Necessity defense is useless since Tiller was engaged in a legal activity. If we allowed it then you would see people shooting bankers foreclosing on homes and such. If Roeder wanted to stop abortion he should have worked to change the law (although most want it kept legal, whatever they think of it). If he wanted to reduce abortion he should have supported comprehensive sex education, freely available contraception, and more aid for low income families. Otherwise, he's just a murderer; more so than Dr. Tiller. I hope there's a hell for him to burn in.

Amy Heeter 8 years, 6 months ago

Time will tell. I can wait to see how this plays out. Either way 5-25 years isn't that long and I suspect alot will hinge on psycological evaluations when it comes to sentancing Roeder in the end.

meggers 8 years, 6 months ago


I think by sentencing time, it'll be too late for a psychological evaluation to determine his fate. If he were going to try to be declared incompetent to stand trial, or plead temporary insanity, that would have happened by now. The man is completely unrepentant, which will not gain him much sympathy at sentencing. But keep rooting for him if you must.

ebyrdstarr 8 years, 6 months ago

Arti, I don't think you know anything about criminal sentencing in Kansas. The sentence for first degree murder is not discretionary.

madameX 8 years, 6 months ago

ThatGirl2 (Anonymous) says…

Artichoke studied at the University of Google.

I am stealing this. It will work in so many other situations.

But I'll cite you.

jaywalker 8 years, 6 months ago

"No way can Roeder get a fair trial in the abortion capitol"

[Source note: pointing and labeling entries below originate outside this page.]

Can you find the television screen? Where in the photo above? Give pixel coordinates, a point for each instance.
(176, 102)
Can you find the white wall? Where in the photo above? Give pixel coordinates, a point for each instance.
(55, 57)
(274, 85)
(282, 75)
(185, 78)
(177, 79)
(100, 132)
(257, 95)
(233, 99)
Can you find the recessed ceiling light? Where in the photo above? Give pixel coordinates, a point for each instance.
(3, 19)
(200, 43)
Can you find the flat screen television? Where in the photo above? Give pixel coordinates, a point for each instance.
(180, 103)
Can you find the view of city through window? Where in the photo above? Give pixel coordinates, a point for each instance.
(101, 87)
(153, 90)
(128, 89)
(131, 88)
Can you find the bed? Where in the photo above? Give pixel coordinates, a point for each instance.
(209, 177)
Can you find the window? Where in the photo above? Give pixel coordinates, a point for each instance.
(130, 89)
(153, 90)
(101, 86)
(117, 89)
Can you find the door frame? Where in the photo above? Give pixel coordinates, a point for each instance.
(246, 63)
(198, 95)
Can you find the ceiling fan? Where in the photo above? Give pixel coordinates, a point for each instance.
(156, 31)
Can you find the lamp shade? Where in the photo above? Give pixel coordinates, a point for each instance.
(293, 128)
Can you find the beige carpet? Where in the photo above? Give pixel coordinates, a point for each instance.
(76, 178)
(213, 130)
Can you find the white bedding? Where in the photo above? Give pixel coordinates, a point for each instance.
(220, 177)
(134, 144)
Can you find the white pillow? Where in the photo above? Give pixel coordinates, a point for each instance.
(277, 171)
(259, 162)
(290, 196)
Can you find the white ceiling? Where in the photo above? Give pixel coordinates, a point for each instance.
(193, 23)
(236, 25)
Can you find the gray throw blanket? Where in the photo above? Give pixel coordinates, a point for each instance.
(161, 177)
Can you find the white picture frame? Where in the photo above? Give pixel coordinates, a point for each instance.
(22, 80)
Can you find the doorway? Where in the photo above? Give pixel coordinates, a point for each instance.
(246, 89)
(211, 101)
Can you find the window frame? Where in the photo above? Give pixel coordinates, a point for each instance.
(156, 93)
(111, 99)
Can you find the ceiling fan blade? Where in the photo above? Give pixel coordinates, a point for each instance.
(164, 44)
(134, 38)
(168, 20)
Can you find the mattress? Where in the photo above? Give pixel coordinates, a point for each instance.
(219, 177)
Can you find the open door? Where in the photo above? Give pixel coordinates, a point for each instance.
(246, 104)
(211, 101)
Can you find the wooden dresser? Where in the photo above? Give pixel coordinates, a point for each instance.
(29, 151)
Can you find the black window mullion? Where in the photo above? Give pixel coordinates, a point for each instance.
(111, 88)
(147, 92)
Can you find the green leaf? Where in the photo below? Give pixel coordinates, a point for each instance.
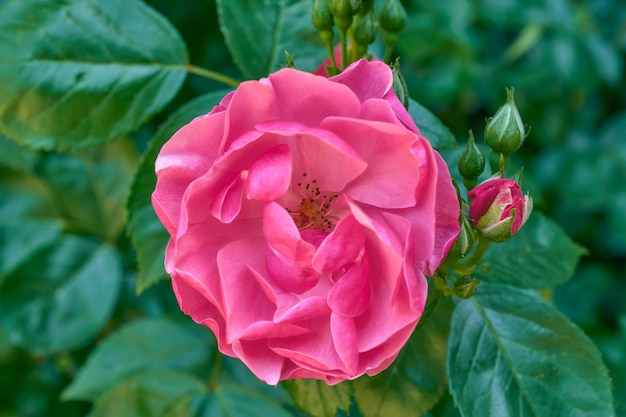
(415, 382)
(430, 126)
(512, 354)
(148, 394)
(21, 241)
(612, 348)
(17, 157)
(90, 187)
(148, 234)
(541, 255)
(229, 400)
(144, 345)
(318, 399)
(258, 33)
(74, 73)
(62, 297)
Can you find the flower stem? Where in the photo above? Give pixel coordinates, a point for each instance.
(344, 48)
(468, 266)
(212, 75)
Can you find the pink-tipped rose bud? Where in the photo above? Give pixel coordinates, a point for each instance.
(499, 209)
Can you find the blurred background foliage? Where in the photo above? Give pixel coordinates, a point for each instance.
(565, 59)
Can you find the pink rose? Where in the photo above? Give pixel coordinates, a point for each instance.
(498, 208)
(304, 213)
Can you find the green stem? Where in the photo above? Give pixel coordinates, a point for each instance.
(331, 53)
(215, 372)
(212, 75)
(344, 48)
(468, 266)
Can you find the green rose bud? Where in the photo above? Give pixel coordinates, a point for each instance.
(364, 30)
(341, 8)
(366, 6)
(472, 162)
(505, 131)
(399, 85)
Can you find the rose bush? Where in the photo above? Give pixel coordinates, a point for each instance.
(498, 208)
(304, 214)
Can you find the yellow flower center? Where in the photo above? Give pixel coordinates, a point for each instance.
(313, 211)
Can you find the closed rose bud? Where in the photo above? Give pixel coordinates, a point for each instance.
(392, 17)
(364, 30)
(399, 85)
(472, 162)
(341, 8)
(505, 131)
(498, 209)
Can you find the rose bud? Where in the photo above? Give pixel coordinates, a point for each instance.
(498, 209)
(505, 131)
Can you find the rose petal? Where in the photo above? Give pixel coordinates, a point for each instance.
(227, 202)
(270, 175)
(350, 296)
(446, 218)
(322, 155)
(392, 173)
(288, 256)
(309, 99)
(181, 161)
(340, 247)
(344, 335)
(264, 363)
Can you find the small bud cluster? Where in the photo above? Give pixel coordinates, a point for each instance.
(496, 208)
(355, 21)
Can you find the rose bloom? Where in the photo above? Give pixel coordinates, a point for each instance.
(498, 208)
(304, 214)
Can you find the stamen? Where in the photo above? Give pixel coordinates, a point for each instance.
(313, 211)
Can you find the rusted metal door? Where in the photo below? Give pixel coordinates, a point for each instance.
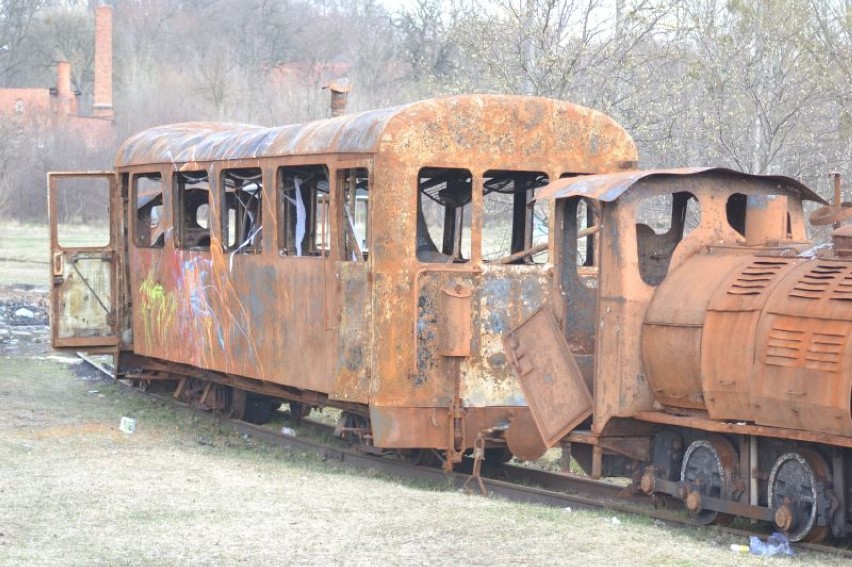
(549, 376)
(84, 215)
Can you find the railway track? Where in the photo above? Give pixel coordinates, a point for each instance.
(515, 483)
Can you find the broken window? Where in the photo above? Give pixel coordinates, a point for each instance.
(242, 213)
(511, 231)
(662, 221)
(355, 222)
(443, 214)
(192, 192)
(303, 210)
(148, 195)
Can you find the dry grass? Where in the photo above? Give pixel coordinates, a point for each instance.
(76, 491)
(24, 254)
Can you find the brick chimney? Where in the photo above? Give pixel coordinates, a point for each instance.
(66, 101)
(103, 63)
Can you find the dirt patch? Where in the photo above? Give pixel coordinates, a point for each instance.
(24, 320)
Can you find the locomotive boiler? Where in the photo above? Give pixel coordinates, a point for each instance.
(721, 370)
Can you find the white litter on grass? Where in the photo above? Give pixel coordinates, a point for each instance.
(65, 359)
(127, 425)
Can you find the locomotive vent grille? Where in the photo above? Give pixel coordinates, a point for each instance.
(757, 277)
(797, 347)
(825, 280)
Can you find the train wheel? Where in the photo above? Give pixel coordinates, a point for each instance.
(793, 493)
(250, 407)
(708, 465)
(422, 458)
(299, 410)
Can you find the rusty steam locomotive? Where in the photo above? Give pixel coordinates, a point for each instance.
(489, 273)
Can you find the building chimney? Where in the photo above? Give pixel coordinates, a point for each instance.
(102, 107)
(339, 94)
(66, 101)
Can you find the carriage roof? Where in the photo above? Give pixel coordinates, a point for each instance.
(404, 128)
(612, 186)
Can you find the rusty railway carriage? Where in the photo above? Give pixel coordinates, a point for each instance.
(485, 273)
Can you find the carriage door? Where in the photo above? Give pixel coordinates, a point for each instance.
(84, 211)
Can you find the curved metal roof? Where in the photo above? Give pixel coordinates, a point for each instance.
(611, 186)
(353, 133)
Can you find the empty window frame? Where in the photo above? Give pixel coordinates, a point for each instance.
(511, 231)
(148, 193)
(242, 229)
(443, 215)
(662, 221)
(192, 192)
(303, 202)
(356, 217)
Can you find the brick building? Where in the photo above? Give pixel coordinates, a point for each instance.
(58, 107)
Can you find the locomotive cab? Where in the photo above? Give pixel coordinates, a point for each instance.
(719, 337)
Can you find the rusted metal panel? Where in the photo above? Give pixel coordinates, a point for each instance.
(352, 382)
(550, 378)
(84, 307)
(86, 281)
(728, 351)
(673, 327)
(803, 375)
(455, 321)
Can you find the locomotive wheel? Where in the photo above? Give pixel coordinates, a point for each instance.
(709, 463)
(793, 494)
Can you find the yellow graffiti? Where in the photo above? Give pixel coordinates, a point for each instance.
(158, 308)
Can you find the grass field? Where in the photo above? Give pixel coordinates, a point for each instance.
(77, 491)
(24, 254)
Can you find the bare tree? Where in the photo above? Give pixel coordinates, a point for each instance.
(16, 21)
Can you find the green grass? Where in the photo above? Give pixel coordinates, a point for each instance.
(24, 254)
(181, 490)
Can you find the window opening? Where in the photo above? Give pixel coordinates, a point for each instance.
(193, 206)
(662, 221)
(356, 225)
(443, 215)
(736, 212)
(242, 230)
(303, 210)
(580, 241)
(510, 228)
(82, 211)
(148, 191)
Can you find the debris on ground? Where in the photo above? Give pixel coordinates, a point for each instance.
(24, 321)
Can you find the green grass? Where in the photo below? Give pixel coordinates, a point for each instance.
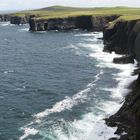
(64, 12)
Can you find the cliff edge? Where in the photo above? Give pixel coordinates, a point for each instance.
(123, 37)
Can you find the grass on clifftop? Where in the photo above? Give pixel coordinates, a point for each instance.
(63, 12)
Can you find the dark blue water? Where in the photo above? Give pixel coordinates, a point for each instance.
(51, 84)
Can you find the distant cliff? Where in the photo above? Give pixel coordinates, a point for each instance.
(95, 23)
(123, 37)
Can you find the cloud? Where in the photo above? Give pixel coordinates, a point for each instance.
(31, 4)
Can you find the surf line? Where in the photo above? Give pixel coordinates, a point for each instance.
(65, 104)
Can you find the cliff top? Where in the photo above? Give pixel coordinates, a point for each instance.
(63, 12)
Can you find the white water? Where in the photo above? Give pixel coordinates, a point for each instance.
(91, 126)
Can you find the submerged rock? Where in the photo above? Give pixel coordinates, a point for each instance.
(124, 60)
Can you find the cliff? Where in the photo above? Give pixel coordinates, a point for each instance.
(95, 23)
(123, 37)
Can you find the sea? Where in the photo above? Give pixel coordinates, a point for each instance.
(58, 85)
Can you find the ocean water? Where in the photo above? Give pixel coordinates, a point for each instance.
(58, 85)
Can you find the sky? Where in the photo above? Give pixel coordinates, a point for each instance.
(33, 4)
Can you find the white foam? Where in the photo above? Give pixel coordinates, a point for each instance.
(28, 132)
(4, 23)
(91, 125)
(65, 104)
(9, 71)
(24, 30)
(69, 102)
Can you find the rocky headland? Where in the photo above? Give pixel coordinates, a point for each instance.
(120, 36)
(93, 23)
(123, 37)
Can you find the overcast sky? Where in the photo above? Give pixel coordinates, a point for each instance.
(32, 4)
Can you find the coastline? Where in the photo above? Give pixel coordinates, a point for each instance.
(127, 118)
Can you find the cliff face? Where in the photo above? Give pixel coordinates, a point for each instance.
(79, 22)
(4, 18)
(121, 38)
(124, 38)
(18, 20)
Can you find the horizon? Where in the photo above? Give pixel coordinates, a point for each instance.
(17, 5)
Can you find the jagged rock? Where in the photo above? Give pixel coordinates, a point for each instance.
(18, 20)
(80, 22)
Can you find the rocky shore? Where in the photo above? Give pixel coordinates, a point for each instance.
(124, 38)
(121, 37)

And the question as to which axe 'choke is grindin' is answered.

"where the court stated in general that it is fundamental for a fair trial to allow the accused to present his or her version of the events so that the jury may properly weigh the evidence and reach its verdict."

First of all, focus on the words "in general". Second, so what? Citing the Irons case has no relevance as to the defense. The defendant can still 'present his version of events', he just can't hide behind the 'necessity' rationale, which, by the way, was only being served up so Roeder could use the court as his bully pulpit. He knows he's goin' to the Gray Bar Motel for a looong time, no matter what.

Anybody know if they're closing the courtroom to reporters?

brujablanco 8 years, 6 months ago

Be sure to remember your attitude on anarchy (do you truly know the definition of this word?), chokie, the next time you want our court of law to mete out justice.

ebyrdstarr 8 years, 6 months ago

jaywalker asked:

"Anybody know if they're closing the courtroom to reporters?"

The court can't just close the courtroom to reporters or anyone. That would run afoul of both the First Amendment and the Sixth Amendment (right to a public trial). There are some limited circumstances in which the courtroom can be closed, but those have to be extreme cases with no other possible remedies and the closing must be as narrowly tailored as possible. In this case, if the judge felt that pre-trial publicity had been so bad, he would have changed venue long before he would consider closing the courtroom.